Ketentuan lebih lanjut mengenai instrumen investasi yang dimaksud diatur dalam Peraturan Menteri Keuangan (PMK) No. 18 Tahun 2021, khususnya pada Pasal 34 dan Pasal 35. Instrumen tersebut mencakup berbagai produk pasar keuangan seperti obligasi, saham, sukuk, reksa dana, serta investasi langsung ke sektor riil, infrastruktur, properti, logam mulia, hingga pendanaan UMKM. Investasi harus dilakukan paling lambat akhir bulan ketiga (untuk wajib pajak orang pribadi) atau akhir bulan keempat (untuk wajib pajak badan) setelah tahun pajak berakhir, sebagaimana ditegaskan dalam Pasal 36 ayat (1) PMK tersebut.

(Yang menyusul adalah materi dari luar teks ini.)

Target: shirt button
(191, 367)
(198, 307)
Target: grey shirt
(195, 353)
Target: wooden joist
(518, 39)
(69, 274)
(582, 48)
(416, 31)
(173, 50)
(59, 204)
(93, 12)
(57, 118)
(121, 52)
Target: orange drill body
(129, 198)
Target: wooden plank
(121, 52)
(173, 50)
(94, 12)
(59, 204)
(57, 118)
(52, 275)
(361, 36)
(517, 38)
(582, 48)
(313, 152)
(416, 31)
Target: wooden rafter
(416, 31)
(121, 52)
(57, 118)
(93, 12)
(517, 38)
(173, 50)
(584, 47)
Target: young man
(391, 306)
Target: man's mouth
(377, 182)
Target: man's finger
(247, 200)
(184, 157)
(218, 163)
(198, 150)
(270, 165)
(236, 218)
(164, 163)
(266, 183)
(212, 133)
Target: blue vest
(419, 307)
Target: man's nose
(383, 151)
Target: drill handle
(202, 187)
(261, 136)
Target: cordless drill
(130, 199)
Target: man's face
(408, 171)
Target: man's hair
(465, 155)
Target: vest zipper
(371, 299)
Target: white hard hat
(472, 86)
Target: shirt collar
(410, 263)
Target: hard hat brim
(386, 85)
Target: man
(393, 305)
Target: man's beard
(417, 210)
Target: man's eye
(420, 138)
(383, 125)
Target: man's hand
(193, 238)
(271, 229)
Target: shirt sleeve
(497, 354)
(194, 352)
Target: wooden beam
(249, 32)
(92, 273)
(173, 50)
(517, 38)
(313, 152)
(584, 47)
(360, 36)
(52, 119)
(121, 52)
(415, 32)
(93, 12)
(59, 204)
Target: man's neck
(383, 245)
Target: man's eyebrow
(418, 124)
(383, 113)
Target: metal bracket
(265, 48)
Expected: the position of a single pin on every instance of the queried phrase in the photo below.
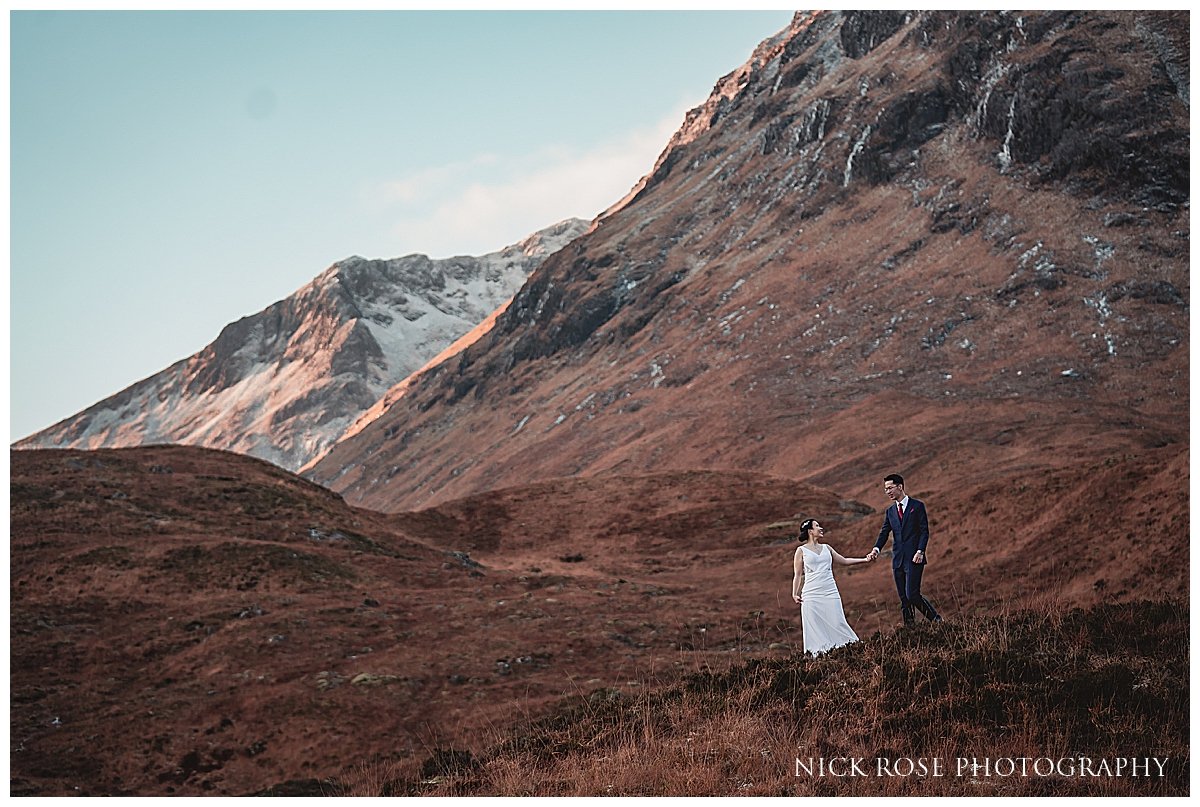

Kebijakan ini tentu dimaksudkan untuk mendorong penanaman kembali modal di dalam negeri dan memperkuat ekonomi nasional. Namun, di sisi lain, muncul perdebatan mengenai keadilan fiskal dalam implementasinya. Fasilitas pembebasan pajak atas dividen yang diinvestasikan kembali lebih banyak dinikmati oleh kelompok masyarakat dengan kepemilikan modal besar—seperti investor institusi dan individu dengan kepemilikan saham yang signifikan.
Sementara itu, kelompok masyarakat lainnya, seperti pegawai atau pelaku usaha mikro dan kecil, tetap menjadi kelompok yang paling terdampak oleh pungutan pajak rutin. Hal ini menimbulkan kesan bahwa sistem perpajakan cenderung memberikan ruang lebih besar bagi kelompok berpenghasilan tinggi untuk mengoptimalkan fasilitas pajak, yang pada akhirnya dapat memperlebar kesenjangan ekonomi.
Oleh karena itu, penting bagi pemerintah untuk terus mengevaluasi implementasi kebijakan perpajakan yang tidak hanya mendorong investasi, namun juga menjamin asas keadilan dan kesetaraan bagi seluruh lapisan masyarakat. Pajak, sebagai salah satu instrumen utama distribusi kesejahteraan, seharusnya mampu memberikan kontribusi yang proporsional dan mencerminkan prinsip keadilan sosial sebagaimana diamanatkan dalam konstitusi.